1. Quickstart#

First let import the modules to work with. Some functionalities of aleimi may not be available on PyPi or Conda yet. This could be because the new version is not yet release, but in brief it is going to be. You could install directly from the repo if some problem pops up. Just paste the following in a code cell:

! pip install git+https://github.com/ale94mleon/aleimi.git@main

1.1. As a command line#

The command line interface of aleimi should be straightforward. It only needs the path were the molecules are and (if needed) a configuration yaml file with the parameters definition.

! aleimi-run -h
usage: aleimi-run [-h] [-p PARAMS] [-v] suppl

positional arguments:
  suppl                 The path to the directory were the molecule(s) is(are)

optional arguments:
  -h, --help            show this help message and exit
  -p PARAMS, --params PARAMS
                        Parameters to run ALEIMI
  -v, --version         show program's version number and exit

Import modules to work

import tempfile, os, yaml
import pandas as pd
import glob
# If you wnat to keep the files and explore the directory, set make_tmp_file = False
make_tmp_file = True

if make_tmp_file:
    tmp_path = tempfile.TemporaryDirectory()
    os.chdir(tmp_path.name)
else:
    os.makedirs('wd', exist_ok=True)
    os.chdir('wd')

We will use a .smi input. In reality we could use as input any molecule with extension: psb, mol, mol2 or smi.
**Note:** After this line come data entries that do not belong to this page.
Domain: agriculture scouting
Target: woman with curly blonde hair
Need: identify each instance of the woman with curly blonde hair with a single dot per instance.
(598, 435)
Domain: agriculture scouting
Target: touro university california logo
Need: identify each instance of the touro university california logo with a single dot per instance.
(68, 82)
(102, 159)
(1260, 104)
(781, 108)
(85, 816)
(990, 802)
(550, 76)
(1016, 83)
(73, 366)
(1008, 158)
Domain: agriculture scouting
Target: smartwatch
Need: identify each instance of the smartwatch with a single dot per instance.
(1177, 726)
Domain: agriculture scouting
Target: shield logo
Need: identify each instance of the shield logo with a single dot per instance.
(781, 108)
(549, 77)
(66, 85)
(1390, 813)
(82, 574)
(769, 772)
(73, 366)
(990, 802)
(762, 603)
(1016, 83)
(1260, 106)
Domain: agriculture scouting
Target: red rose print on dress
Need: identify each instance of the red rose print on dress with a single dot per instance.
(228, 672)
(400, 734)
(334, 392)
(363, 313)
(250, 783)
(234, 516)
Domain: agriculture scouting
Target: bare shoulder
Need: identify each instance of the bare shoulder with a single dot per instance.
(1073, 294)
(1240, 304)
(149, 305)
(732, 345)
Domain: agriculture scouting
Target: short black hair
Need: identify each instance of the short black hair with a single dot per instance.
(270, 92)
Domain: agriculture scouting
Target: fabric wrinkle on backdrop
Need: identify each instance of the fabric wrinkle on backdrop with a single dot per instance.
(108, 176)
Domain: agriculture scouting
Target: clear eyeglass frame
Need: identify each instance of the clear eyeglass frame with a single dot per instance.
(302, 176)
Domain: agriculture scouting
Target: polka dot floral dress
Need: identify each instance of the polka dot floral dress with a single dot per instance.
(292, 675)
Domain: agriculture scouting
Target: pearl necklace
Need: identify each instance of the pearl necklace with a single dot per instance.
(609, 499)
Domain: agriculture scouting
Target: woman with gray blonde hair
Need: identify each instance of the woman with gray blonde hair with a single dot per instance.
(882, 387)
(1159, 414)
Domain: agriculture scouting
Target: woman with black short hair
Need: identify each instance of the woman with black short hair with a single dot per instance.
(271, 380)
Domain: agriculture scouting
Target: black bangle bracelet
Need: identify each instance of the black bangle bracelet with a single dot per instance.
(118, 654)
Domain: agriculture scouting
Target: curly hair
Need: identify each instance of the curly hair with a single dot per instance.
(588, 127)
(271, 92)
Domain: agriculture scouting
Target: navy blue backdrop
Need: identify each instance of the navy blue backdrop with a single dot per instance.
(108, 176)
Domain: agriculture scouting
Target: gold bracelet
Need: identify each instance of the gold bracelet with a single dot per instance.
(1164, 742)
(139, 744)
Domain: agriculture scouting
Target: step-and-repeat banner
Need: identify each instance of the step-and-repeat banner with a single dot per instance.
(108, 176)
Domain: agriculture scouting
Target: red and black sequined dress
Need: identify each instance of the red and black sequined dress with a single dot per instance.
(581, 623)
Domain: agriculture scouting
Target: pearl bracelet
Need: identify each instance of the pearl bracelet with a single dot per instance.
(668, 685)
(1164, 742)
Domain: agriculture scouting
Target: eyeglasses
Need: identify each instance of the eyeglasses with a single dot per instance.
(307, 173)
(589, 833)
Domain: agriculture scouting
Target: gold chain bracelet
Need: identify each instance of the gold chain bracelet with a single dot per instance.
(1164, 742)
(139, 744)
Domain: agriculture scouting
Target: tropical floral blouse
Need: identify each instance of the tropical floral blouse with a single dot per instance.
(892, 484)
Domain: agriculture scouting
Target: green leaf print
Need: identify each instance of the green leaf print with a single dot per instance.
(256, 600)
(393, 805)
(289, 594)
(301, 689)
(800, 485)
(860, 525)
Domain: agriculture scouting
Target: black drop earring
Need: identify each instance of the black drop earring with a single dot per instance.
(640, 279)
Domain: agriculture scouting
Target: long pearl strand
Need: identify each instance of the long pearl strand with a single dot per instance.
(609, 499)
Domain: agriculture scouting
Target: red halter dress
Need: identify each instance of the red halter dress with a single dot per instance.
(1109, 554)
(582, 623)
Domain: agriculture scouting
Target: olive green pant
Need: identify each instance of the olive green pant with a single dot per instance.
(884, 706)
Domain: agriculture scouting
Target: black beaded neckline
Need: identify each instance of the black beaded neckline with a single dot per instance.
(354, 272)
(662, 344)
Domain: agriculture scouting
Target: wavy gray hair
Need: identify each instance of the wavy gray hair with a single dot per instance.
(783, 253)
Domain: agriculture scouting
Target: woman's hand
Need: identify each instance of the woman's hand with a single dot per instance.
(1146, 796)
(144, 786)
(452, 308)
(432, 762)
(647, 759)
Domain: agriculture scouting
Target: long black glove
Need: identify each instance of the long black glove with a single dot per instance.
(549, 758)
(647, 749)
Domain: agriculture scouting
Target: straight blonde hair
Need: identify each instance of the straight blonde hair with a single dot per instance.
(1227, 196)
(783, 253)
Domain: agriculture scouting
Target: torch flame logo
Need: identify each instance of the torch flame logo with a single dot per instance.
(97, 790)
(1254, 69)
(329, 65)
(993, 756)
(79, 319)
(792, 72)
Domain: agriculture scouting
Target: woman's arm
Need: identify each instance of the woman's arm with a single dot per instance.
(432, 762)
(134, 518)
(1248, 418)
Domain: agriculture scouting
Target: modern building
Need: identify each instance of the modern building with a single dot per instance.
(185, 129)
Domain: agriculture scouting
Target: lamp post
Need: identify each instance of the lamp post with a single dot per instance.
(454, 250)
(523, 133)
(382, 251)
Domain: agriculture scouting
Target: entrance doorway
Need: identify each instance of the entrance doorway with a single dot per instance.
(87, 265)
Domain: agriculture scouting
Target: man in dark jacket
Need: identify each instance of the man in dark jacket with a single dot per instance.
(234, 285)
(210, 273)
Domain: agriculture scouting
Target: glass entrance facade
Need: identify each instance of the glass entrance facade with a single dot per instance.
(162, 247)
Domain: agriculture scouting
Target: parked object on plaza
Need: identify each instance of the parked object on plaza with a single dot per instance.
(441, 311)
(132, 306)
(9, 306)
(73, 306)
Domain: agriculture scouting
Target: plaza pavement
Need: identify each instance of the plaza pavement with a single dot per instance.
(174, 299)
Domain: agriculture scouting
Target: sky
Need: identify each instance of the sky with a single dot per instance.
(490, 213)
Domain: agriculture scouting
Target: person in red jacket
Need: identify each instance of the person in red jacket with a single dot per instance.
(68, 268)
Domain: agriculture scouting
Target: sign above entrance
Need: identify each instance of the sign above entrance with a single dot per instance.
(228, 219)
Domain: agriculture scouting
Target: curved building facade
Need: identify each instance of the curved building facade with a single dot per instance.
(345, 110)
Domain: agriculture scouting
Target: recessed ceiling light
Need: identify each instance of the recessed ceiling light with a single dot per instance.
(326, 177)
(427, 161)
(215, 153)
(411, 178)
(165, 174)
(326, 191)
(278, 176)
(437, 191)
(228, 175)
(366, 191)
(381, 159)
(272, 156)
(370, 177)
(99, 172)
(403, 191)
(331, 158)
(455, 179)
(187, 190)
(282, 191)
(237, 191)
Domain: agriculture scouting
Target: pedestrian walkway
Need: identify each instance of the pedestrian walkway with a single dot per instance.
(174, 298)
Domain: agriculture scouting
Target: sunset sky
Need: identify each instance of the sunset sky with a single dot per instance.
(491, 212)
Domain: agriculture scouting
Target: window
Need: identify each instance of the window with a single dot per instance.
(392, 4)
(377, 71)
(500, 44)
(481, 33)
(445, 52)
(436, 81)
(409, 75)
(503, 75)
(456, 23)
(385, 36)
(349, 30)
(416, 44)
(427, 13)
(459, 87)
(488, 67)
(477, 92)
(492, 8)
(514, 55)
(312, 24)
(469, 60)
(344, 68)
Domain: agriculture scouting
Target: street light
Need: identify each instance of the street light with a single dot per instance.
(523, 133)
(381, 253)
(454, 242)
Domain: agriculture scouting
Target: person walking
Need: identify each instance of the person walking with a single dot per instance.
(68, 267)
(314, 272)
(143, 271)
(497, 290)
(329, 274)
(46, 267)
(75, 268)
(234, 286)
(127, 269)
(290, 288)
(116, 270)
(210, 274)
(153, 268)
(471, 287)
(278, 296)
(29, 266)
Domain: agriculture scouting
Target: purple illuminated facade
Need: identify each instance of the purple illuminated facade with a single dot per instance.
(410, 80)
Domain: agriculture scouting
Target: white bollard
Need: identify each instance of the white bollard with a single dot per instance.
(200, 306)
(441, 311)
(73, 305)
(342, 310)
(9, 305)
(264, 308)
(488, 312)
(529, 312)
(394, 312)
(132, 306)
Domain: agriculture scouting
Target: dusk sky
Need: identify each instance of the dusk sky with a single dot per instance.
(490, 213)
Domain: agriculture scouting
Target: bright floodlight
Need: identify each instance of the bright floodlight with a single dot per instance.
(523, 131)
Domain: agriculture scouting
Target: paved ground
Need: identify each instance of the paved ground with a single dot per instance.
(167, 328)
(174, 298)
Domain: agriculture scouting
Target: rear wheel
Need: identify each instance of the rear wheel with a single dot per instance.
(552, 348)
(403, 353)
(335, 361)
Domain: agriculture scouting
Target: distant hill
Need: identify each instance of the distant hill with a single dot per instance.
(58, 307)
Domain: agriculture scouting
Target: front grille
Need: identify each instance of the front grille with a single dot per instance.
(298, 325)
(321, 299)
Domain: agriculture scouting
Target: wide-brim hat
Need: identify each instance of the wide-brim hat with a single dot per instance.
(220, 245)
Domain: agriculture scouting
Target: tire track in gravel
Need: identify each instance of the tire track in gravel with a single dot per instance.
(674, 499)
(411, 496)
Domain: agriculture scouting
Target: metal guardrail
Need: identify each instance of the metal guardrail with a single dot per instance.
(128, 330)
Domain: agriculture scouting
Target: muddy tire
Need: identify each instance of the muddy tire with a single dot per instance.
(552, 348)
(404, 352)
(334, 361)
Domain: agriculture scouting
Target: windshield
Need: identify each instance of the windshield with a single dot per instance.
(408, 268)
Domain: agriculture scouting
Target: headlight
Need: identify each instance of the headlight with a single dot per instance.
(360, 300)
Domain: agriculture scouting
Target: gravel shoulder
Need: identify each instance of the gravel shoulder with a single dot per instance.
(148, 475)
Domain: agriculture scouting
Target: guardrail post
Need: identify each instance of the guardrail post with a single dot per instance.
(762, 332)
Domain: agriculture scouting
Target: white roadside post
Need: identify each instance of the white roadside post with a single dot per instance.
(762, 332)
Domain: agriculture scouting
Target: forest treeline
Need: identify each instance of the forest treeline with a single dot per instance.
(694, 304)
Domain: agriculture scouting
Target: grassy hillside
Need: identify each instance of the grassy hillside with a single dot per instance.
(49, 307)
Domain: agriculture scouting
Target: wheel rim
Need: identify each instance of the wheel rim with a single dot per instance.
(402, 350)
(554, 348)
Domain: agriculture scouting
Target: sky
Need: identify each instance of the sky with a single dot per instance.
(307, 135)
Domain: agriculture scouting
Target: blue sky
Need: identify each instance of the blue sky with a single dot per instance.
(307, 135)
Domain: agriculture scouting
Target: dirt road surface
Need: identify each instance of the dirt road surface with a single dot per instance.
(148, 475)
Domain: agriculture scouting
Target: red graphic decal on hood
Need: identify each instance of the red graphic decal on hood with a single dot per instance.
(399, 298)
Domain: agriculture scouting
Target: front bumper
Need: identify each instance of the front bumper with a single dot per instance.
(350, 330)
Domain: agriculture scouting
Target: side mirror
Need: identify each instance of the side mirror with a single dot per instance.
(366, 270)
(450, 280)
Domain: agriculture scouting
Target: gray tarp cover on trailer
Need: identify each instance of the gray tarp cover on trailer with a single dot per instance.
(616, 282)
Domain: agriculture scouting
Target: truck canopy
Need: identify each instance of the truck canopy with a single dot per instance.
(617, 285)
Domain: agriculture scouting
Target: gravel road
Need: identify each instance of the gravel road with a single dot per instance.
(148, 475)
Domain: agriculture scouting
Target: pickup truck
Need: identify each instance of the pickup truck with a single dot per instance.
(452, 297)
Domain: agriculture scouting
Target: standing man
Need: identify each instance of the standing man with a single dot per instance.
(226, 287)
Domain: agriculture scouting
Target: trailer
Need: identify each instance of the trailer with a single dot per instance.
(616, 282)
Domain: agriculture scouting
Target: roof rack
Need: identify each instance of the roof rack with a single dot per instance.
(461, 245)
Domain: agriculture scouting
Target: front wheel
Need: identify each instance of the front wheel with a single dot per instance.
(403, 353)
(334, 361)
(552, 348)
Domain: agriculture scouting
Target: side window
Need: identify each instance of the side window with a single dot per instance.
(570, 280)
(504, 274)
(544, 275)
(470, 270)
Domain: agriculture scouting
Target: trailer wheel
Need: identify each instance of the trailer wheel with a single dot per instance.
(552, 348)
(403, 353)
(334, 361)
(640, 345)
In this file we will define three molecules based on their SMILES representation.

suppl = 'suppl.smi'

with open(suppl, 'w') as s:
    s.write("COC(=O)C=1C=CC(=CC1)S(=O)(=O)N\nCCO\nCNCO")
! cat suppl.smi
COC(=O)C=1C=CC(=CC1)S(=O)(=O)N
CCO
CNCO
params = {
# aleimi.confgen.main
# Number of randoms conformations to generate, usually more than 1000 is recommended.
'numConfs': 10,
'rdkit_d_RMSD': 0.2,
# We will not optimize at classical level, only use the distance geometry method of RDKit
'UFF': False,
# The num,ber of threads for the conformer generation and/or classical optimization
'rdkit_numThreads': 0,
# Definition of the semi-empirical job, here we are using implicit solvent (EPS=78.4)
'mopac_keywords': 'PM7 precise ef xyz geo-ok t=3h EPS=78.4',

# aleimi.boltzmann.main
# Cutoff to consider redundant conformation, respect to the geometry
'Bd_rmsd': 1.0,
# Cutoff to consider redundant conformation, respect to the energy
'Bd_E': 0.0,

# aleimi.extractor.main
# How many conformation will pass for the refinement step at DF-MP2/6-31+G(d)/heavy-aug-cc-pvdz-jkfit
"energy_cut": 2,
# Engine to prepare the file for QM refinement, a frequency calculation will also be carry out in order to ensure that the critical point is a minimum and not a seattle point.
# in the Potential Energy Surface.
"engine": 'psi4',
}
with open('params.yml', 'w') as p:
    yaml.dump(params, p)

! cat params.yml
BOutPath: true
Bd_E: 0.0001
Bd_rmsd: 2.0
UFF: false
energy_cut: 2
engine: psi4
mopac_keywords: PM7 precise ef xyz geo-ok t=3h EPS=78.4
numConfs: 10
rdkit_d_RMSD: 0.2
rdkit_numThreads: 0

Now we just need to run aleimi from the command line

! aleimi-run suppl.smi --params params.yml
Resumen

Se están generando 10 conformaciones para la molécula con Id = 1...
Calculando RMSD ...
conf_mol_1:  10/10
Archivos de salida: conf_mol_1.sdf, conf_mol_1.mop
Número de átomos: 23

Se están generando 10 conformaciones para la molécula con Id = 2...
Calculando RMSD ...
conf_mol_2:  10/10
Archivos de salida: conf_mol_2.sdf, conf_mol_2.mop
Número de átomos: 9

Se están generando 10 conformaciones para la molécula con Id = 3...
Calculando RMSD ...
conf_mol_3:  10/10
Archivos de salida: conf_mol_3.sdf, conf_mol_3.mop
Número de átomos: 11

conf_mol_1
Mopac is running ...
Done!
'mopac'  13099.86 ms
conf_mol_2
Mopac is running ...
Done!
'mopac'  1446.40 ms
conf_mol_3
Mopac is running ...
Done!
'mopac'  6105.99 ms

In the working directory we will have for every input molecule:

  • *.sdf the stochastic conformation generated through RDKit.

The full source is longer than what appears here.